You have a runnable Model training script on your local machines.
You are training with publicly available datasets and models.
Python >= 3.8

Step 1: Prepare your Data

Please put your data preparation logics in prepare_data.sh.

# Example: download MNIST dataset
wget http://yann.lecun.com/exdb/mnist/train-images-idx3-ubyte.gz
wget http://yann.lecun.com/exdb/mnist/train-labels-idx1-ubyte.gz
wget http://yann.lecun.com/exdb/mnist/t10k-images-idx3-ubyte.gz
wget http://yann.lecun.com/exdb/mnist/t10k-labels-idx1-ubyte.gz

You can skip this step if you are loading the dataset in your training script, e.g.

from datasets import load_dataset
ds = load_dataset("glue", "cola")

Step 2: Configure Package Dependecies

Put all the required Python packages in requirements.txt. Our team will help you install these dependencies before testing.

# requirements.txt
pytorch-lightning==2.0.3
transformers==4.31.0

Step 3: Prepare your Training Script

Finally, put your training scripts into the ./src folder. Please include any header files, metadata, and configuration files in this folder.

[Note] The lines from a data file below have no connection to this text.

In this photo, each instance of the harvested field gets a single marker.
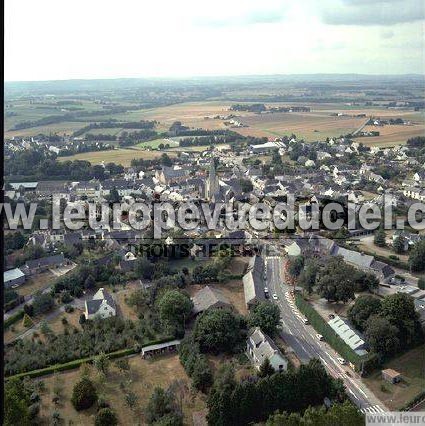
(119, 156)
(143, 377)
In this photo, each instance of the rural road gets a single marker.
(302, 339)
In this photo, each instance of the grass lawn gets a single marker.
(155, 143)
(36, 283)
(411, 365)
(143, 377)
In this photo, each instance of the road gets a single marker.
(302, 339)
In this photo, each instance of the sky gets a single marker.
(71, 39)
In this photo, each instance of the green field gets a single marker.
(411, 365)
(155, 143)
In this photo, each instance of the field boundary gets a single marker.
(71, 365)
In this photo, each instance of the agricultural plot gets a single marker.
(119, 156)
(392, 135)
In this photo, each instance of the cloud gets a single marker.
(375, 12)
(387, 34)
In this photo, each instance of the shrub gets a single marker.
(33, 410)
(27, 321)
(84, 394)
(105, 417)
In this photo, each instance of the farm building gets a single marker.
(209, 298)
(391, 375)
(260, 347)
(253, 282)
(102, 305)
(160, 348)
(350, 336)
(13, 278)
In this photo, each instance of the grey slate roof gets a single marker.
(12, 274)
(45, 261)
(208, 297)
(253, 281)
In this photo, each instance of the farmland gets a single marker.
(144, 377)
(119, 156)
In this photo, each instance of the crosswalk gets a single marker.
(291, 303)
(372, 409)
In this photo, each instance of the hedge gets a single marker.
(13, 318)
(77, 362)
(322, 327)
(415, 400)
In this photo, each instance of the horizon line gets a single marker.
(219, 76)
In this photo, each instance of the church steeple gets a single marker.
(212, 185)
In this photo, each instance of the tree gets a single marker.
(399, 310)
(161, 403)
(174, 308)
(246, 185)
(106, 417)
(89, 282)
(42, 303)
(336, 282)
(27, 321)
(144, 268)
(16, 401)
(339, 414)
(131, 400)
(217, 331)
(202, 377)
(122, 364)
(266, 369)
(417, 257)
(381, 335)
(363, 308)
(398, 244)
(84, 394)
(379, 237)
(266, 316)
(101, 363)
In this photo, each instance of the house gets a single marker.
(209, 298)
(391, 375)
(253, 282)
(260, 347)
(13, 278)
(37, 266)
(349, 335)
(101, 306)
(160, 348)
(168, 175)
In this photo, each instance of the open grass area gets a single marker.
(411, 365)
(36, 283)
(392, 135)
(119, 156)
(143, 377)
(155, 143)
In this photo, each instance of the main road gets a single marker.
(302, 339)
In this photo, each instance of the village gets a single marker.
(283, 298)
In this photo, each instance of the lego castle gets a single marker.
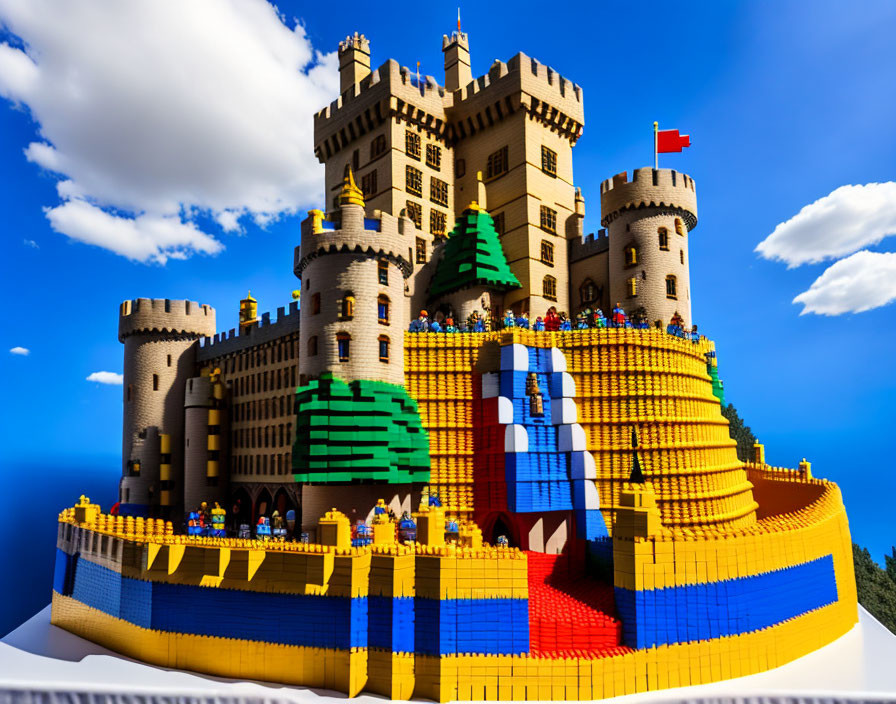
(575, 522)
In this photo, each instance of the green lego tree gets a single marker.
(876, 590)
(473, 256)
(739, 432)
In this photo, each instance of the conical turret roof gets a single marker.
(473, 256)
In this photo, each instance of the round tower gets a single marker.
(648, 220)
(354, 312)
(160, 338)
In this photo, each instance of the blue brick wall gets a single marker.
(653, 617)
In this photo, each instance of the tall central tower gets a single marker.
(417, 148)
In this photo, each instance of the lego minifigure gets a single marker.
(421, 324)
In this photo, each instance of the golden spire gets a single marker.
(351, 194)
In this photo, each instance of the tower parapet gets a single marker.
(354, 312)
(160, 339)
(648, 220)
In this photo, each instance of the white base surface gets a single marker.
(40, 663)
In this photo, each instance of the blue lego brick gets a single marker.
(390, 624)
(477, 626)
(64, 572)
(702, 611)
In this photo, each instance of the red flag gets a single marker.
(671, 141)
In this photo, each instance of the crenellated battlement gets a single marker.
(588, 246)
(384, 236)
(165, 316)
(237, 339)
(649, 188)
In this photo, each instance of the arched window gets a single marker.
(549, 288)
(382, 309)
(671, 287)
(348, 306)
(588, 291)
(343, 341)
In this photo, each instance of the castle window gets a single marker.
(498, 219)
(378, 146)
(434, 156)
(413, 180)
(415, 212)
(549, 288)
(438, 191)
(588, 291)
(549, 161)
(412, 144)
(671, 287)
(343, 339)
(438, 222)
(368, 183)
(548, 219)
(497, 163)
(382, 309)
(347, 310)
(421, 251)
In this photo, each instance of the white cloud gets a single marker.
(153, 113)
(858, 283)
(107, 378)
(846, 220)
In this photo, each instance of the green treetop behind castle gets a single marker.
(473, 256)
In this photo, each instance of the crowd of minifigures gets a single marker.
(213, 523)
(552, 321)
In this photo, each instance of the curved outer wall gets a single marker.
(633, 213)
(159, 337)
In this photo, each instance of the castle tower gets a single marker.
(458, 72)
(354, 61)
(160, 338)
(649, 220)
(354, 312)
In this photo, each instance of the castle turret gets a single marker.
(456, 48)
(354, 61)
(649, 219)
(354, 313)
(160, 338)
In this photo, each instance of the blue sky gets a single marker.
(198, 121)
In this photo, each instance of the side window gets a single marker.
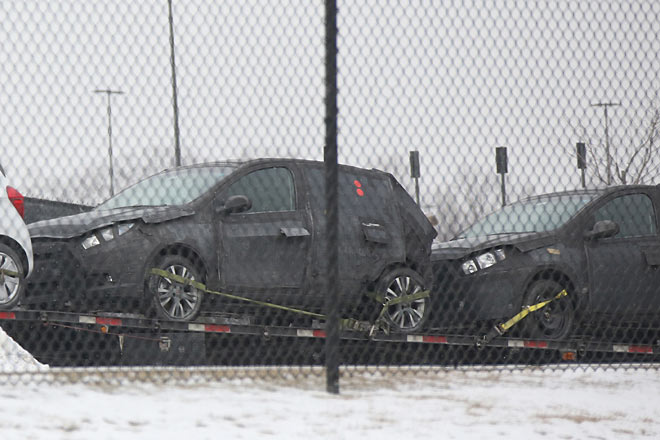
(269, 189)
(633, 213)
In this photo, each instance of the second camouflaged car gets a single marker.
(256, 229)
(601, 246)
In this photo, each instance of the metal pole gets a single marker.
(331, 201)
(605, 105)
(109, 92)
(177, 144)
(503, 190)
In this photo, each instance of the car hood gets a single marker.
(79, 224)
(460, 248)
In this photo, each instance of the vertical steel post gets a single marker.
(177, 144)
(331, 200)
(109, 93)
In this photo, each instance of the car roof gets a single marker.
(265, 161)
(589, 192)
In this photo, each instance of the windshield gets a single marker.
(173, 187)
(536, 215)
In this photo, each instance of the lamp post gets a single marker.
(177, 144)
(109, 94)
(605, 105)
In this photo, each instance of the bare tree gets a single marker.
(637, 163)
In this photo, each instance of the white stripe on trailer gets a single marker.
(196, 327)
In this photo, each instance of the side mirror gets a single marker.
(234, 204)
(602, 229)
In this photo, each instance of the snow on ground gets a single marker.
(578, 402)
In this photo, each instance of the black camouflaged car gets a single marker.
(601, 246)
(256, 229)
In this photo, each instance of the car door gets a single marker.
(624, 274)
(265, 249)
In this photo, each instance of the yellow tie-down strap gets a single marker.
(9, 273)
(346, 323)
(527, 310)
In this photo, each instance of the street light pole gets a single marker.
(109, 93)
(177, 144)
(605, 105)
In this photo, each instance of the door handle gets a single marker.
(294, 232)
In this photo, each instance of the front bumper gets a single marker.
(460, 299)
(64, 271)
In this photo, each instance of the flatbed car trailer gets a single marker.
(156, 341)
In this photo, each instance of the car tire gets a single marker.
(404, 318)
(11, 287)
(556, 320)
(174, 301)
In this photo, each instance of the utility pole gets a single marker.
(109, 93)
(177, 144)
(605, 105)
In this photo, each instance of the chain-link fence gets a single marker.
(496, 199)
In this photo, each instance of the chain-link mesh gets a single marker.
(496, 203)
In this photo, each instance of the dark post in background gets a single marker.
(582, 160)
(331, 205)
(502, 168)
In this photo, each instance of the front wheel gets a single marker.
(407, 316)
(171, 300)
(12, 280)
(554, 321)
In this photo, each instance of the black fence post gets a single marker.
(331, 202)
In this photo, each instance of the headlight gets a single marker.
(483, 261)
(486, 260)
(106, 234)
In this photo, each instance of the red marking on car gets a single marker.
(217, 328)
(435, 339)
(109, 321)
(536, 344)
(17, 200)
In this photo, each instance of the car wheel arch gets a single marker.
(182, 249)
(18, 248)
(562, 277)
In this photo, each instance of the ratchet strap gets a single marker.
(502, 328)
(9, 273)
(346, 323)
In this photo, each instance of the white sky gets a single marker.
(452, 79)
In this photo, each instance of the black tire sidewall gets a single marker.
(21, 280)
(387, 279)
(542, 290)
(152, 281)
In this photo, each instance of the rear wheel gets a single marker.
(555, 320)
(408, 316)
(12, 277)
(171, 300)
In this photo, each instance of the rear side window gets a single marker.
(633, 213)
(269, 190)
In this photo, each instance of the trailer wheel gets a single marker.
(11, 286)
(554, 321)
(407, 317)
(174, 301)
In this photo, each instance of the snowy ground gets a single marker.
(583, 402)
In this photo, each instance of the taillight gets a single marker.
(16, 200)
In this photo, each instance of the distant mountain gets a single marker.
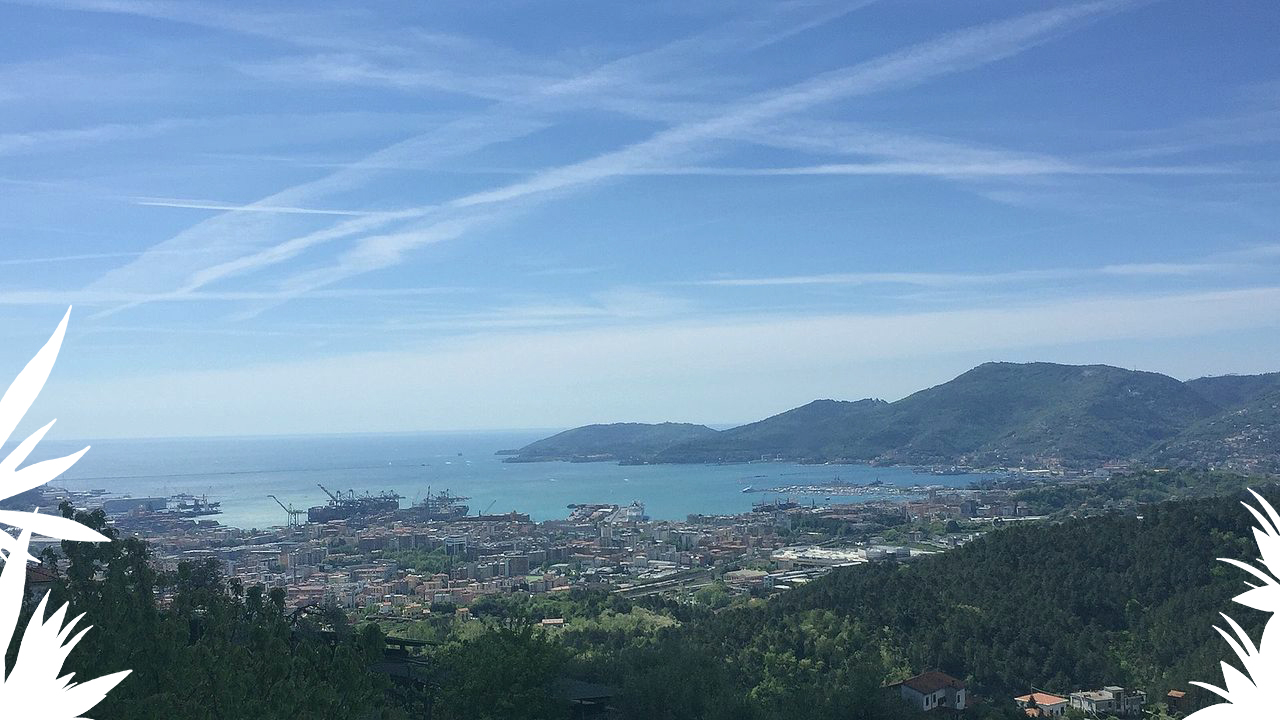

You are also encouraged to provide a simple guide for running your code in ./src/train.sh, so that we can easily check if your code can run without frictions with dependencies.

🎉 Congratulations!

You have completed all the steps. Remember to send your forked GitHub repository URL back to us before user testing! We are looking forward to work with you to unlease the power of Ray!